Well, there are three things here:
a) That happens in
Smallville - Pete Ross learns the truth about Clark's origin and abilities - but it doesn't have to change the game. Instead, Pete's player could do as the writers did, and have Pete conspire with Clark to keep his secret. This is similar to my original example of the male channeller in the Wheel of Time campaign: obviously the player of the other suspect knew who the channeller was, but as it happened his character had his reasons for keeping the secret from the other PCs, and the player also enjoyed keeping the secret from the other
players until the player of the channelling PC decided to "come out".
b) Joe's not the only one who might be invested in keeping the secret. Continuing with the
Smallville example, there are occasions when other characters like Lana or Lex Luthor are present when Clark Kent uses his powers, but they're prevented by the confusion of the moment, or by unconsciousness, or by some other factor from seeing exactly what happened - and, in the context of the game, these can be factors deliberately added by Lex's or Lana's player in the name of maintaining the "genre conceit" that Clark always gets away
somehow with using his powers around his friends until he chooses to reveal them. "Gee, Clark, I couldn't see anything with all this blood in my eyes. How did you get that knife away from him?" "Just lucky, I guess . . . I didn't want to see him hurt you." In another context, it can be fun to play the "almost caught you, there!" game - like if Lana has been knocked unconscious by a lunatic, and I'm sitting there while she's unconscious watching Clark take the guy out, I can enjoy the fact that if Lana had stayed conscious one more round I would have seen Clark zoom in at super-speed.
c) It's not necessarily a game-wrecking thing to have a PC secret revealed, is it?

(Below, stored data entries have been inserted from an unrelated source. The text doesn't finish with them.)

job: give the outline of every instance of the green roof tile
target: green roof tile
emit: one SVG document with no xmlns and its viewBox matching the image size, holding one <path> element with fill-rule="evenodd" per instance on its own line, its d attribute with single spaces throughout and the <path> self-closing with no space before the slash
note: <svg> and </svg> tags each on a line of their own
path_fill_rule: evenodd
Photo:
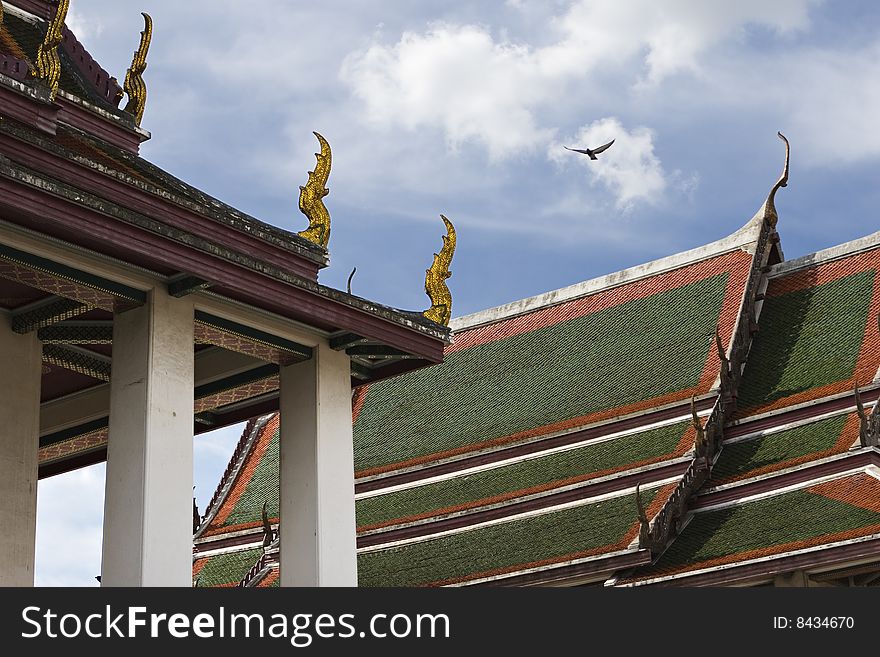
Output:
<svg viewBox="0 0 880 657">
<path fill-rule="evenodd" d="M 355 467 L 406 461 L 695 387 L 728 274 L 502 340 L 372 384 Z"/>
<path fill-rule="evenodd" d="M 643 491 L 648 504 L 655 490 Z M 361 586 L 416 586 L 563 558 L 619 542 L 636 523 L 633 495 L 358 555 Z"/>
<path fill-rule="evenodd" d="M 279 449 L 278 430 L 266 447 L 266 452 L 254 470 L 254 474 L 241 497 L 227 516 L 224 526 L 258 522 L 262 518 L 263 502 L 269 502 L 266 512 L 270 518 L 278 517 Z"/>
<path fill-rule="evenodd" d="M 880 523 L 880 513 L 796 490 L 697 513 L 651 570 L 700 564 Z"/>
<path fill-rule="evenodd" d="M 875 271 L 771 296 L 761 311 L 739 407 L 764 406 L 849 379 L 862 345 Z"/>
<path fill-rule="evenodd" d="M 811 422 L 751 440 L 725 445 L 712 468 L 711 484 L 834 447 L 847 415 Z"/>
<path fill-rule="evenodd" d="M 199 578 L 199 586 L 238 584 L 261 554 L 261 548 L 252 548 L 208 557 L 207 563 L 196 575 Z"/>
<path fill-rule="evenodd" d="M 584 447 L 454 477 L 357 502 L 358 526 L 373 525 L 467 504 L 550 482 L 626 466 L 670 454 L 684 435 L 682 422 L 593 442 Z"/>
</svg>

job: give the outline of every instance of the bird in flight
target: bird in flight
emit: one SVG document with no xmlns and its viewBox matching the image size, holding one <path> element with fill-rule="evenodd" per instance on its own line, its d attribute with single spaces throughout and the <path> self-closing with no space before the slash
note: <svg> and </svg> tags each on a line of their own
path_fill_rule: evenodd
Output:
<svg viewBox="0 0 880 657">
<path fill-rule="evenodd" d="M 581 150 L 580 148 L 569 148 L 568 146 L 563 146 L 563 148 L 569 151 L 574 151 L 575 153 L 583 153 L 584 155 L 589 155 L 591 160 L 598 160 L 599 158 L 596 157 L 596 155 L 604 150 L 607 150 L 608 147 L 611 146 L 611 144 L 613 143 L 614 140 L 612 139 L 607 144 L 603 144 L 602 146 L 598 146 L 596 148 L 585 148 L 583 150 Z"/>
</svg>

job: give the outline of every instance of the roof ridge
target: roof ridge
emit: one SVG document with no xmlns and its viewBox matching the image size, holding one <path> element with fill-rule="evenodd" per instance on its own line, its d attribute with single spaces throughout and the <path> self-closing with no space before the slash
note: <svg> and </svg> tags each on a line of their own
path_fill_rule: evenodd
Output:
<svg viewBox="0 0 880 657">
<path fill-rule="evenodd" d="M 512 301 L 500 306 L 495 306 L 494 308 L 479 310 L 469 315 L 455 317 L 450 321 L 449 326 L 453 331 L 461 331 L 476 328 L 477 326 L 484 324 L 493 324 L 517 315 L 524 315 L 541 308 L 547 308 L 580 297 L 604 292 L 644 278 L 650 278 L 669 271 L 681 269 L 687 265 L 708 260 L 737 249 L 748 251 L 749 249 L 745 249 L 744 247 L 750 246 L 751 244 L 757 244 L 762 225 L 763 214 L 758 212 L 742 228 L 714 242 L 665 256 L 663 258 L 658 258 L 657 260 L 651 260 L 643 264 L 621 269 L 620 271 L 611 272 L 604 276 L 591 278 L 567 287 L 544 292 L 543 294 L 526 297 L 525 299 Z"/>
<path fill-rule="evenodd" d="M 806 269 L 812 265 L 818 265 L 825 262 L 830 262 L 832 260 L 839 260 L 841 258 L 856 255 L 864 251 L 871 251 L 877 247 L 880 247 L 880 231 L 865 235 L 864 237 L 858 237 L 854 240 L 850 240 L 849 242 L 844 242 L 843 244 L 830 246 L 827 249 L 822 249 L 821 251 L 808 253 L 799 258 L 785 260 L 783 262 L 773 265 L 767 272 L 767 276 L 768 278 L 774 278 L 776 276 L 788 274 L 799 269 Z"/>
</svg>

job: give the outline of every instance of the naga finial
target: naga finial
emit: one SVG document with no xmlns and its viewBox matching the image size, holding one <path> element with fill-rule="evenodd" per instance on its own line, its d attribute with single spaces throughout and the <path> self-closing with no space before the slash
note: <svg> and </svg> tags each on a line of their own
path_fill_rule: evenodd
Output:
<svg viewBox="0 0 880 657">
<path fill-rule="evenodd" d="M 777 180 L 776 184 L 773 185 L 773 189 L 770 190 L 770 194 L 767 196 L 767 200 L 764 201 L 764 220 L 770 224 L 771 228 L 775 228 L 776 222 L 779 221 L 779 215 L 776 214 L 776 192 L 779 191 L 780 187 L 788 186 L 788 160 L 789 155 L 791 154 L 788 139 L 786 139 L 785 135 L 781 132 L 777 132 L 776 134 L 779 135 L 779 138 L 785 142 L 785 165 L 782 167 L 782 175 L 779 176 L 779 180 Z"/>
<path fill-rule="evenodd" d="M 147 84 L 144 82 L 143 73 L 147 70 L 147 51 L 150 49 L 150 40 L 153 38 L 153 19 L 149 14 L 141 12 L 144 17 L 144 31 L 141 32 L 141 42 L 131 58 L 131 66 L 125 72 L 125 81 L 122 88 L 128 94 L 128 103 L 123 111 L 134 116 L 134 122 L 141 124 L 144 118 L 144 108 L 147 106 Z"/>
<path fill-rule="evenodd" d="M 697 414 L 696 395 L 691 395 L 691 424 L 693 424 L 694 431 L 697 433 L 696 438 L 694 438 L 694 453 L 699 456 L 706 447 L 706 430 L 703 428 L 703 423 L 700 422 L 700 416 Z"/>
<path fill-rule="evenodd" d="M 260 518 L 263 521 L 263 549 L 265 550 L 267 547 L 272 545 L 272 540 L 274 539 L 274 532 L 272 531 L 272 525 L 269 522 L 269 513 L 268 513 L 269 502 L 268 500 L 263 502 L 263 511 L 260 514 Z"/>
<path fill-rule="evenodd" d="M 323 199 L 330 193 L 326 185 L 327 179 L 330 178 L 332 155 L 327 140 L 317 132 L 314 135 L 321 144 L 321 152 L 315 153 L 318 163 L 314 171 L 309 171 L 309 179 L 305 187 L 299 188 L 299 209 L 308 217 L 309 227 L 297 234 L 326 249 L 327 244 L 330 243 L 330 213 L 324 206 Z"/>
<path fill-rule="evenodd" d="M 52 100 L 55 100 L 58 84 L 61 82 L 61 60 L 58 57 L 58 46 L 64 40 L 64 21 L 67 18 L 69 6 L 70 0 L 58 0 L 58 9 L 46 29 L 43 42 L 37 49 L 36 66 L 31 72 L 31 75 L 42 80 L 49 87 L 49 97 Z"/>
<path fill-rule="evenodd" d="M 859 416 L 859 444 L 862 447 L 880 447 L 880 399 L 870 413 L 865 412 L 859 386 L 855 387 L 856 414 Z"/>
<path fill-rule="evenodd" d="M 636 513 L 639 516 L 639 547 L 646 548 L 650 545 L 651 524 L 648 521 L 648 513 L 645 511 L 645 506 L 642 504 L 642 495 L 639 492 L 641 485 L 641 482 L 636 484 Z"/>
<path fill-rule="evenodd" d="M 425 270 L 425 292 L 431 299 L 431 307 L 423 314 L 433 322 L 449 326 L 452 318 L 452 295 L 446 286 L 446 279 L 452 276 L 449 265 L 455 253 L 455 227 L 442 214 L 440 218 L 446 224 L 446 235 L 443 236 L 443 248 L 434 254 L 431 268 Z"/>
</svg>

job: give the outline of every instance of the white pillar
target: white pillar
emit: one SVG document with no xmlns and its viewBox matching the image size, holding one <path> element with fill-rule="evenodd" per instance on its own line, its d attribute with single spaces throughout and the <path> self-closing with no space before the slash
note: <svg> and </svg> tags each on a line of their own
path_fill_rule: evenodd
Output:
<svg viewBox="0 0 880 657">
<path fill-rule="evenodd" d="M 348 355 L 282 367 L 280 408 L 281 586 L 357 586 Z"/>
<path fill-rule="evenodd" d="M 42 350 L 0 316 L 0 586 L 34 585 Z"/>
<path fill-rule="evenodd" d="M 103 586 L 192 585 L 193 305 L 113 318 Z"/>
</svg>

Now, if I really didn't know that Joe was playing Superman, I'd be much more willing to accept explanations given that I don't have real reason to disbelieve Joe. I have no idea how he is doing these things, his stories are wonky, but, lacking any other explanations, I have to accept it.
So I guess what you're trying to say is that you either can't, or don't enjoy, knowing more about the world and the other characters than what your character knows. That you can't or won't firewall the distinction between in-character and out-of-character knowledge, and that you don't enjoy toying with that divide.
That's cool! I'm just suggesting that it's not universal, and that there may be some (even many?) players who only think that way because it's the traditionalist way to play that was drummed into them when they started gaming, and who might enjoy something different if they got the chance.
Actually, thinking about it, if you are using body language to communicate, isn't that MUCH more deeply immersive than 3rd party statements?
Sure. I don't personally value deep immersion as a playstyle because I don't get any enjoyment out of identifying with my character to that degree. Perhaps it would even be difficult for me to play with a deep-immersive player, if it meant I had to constantly check my impulses to play with the divide between character knowledge and player knowledge (which is, as you can probably tell, one of my favourite aspects of the game).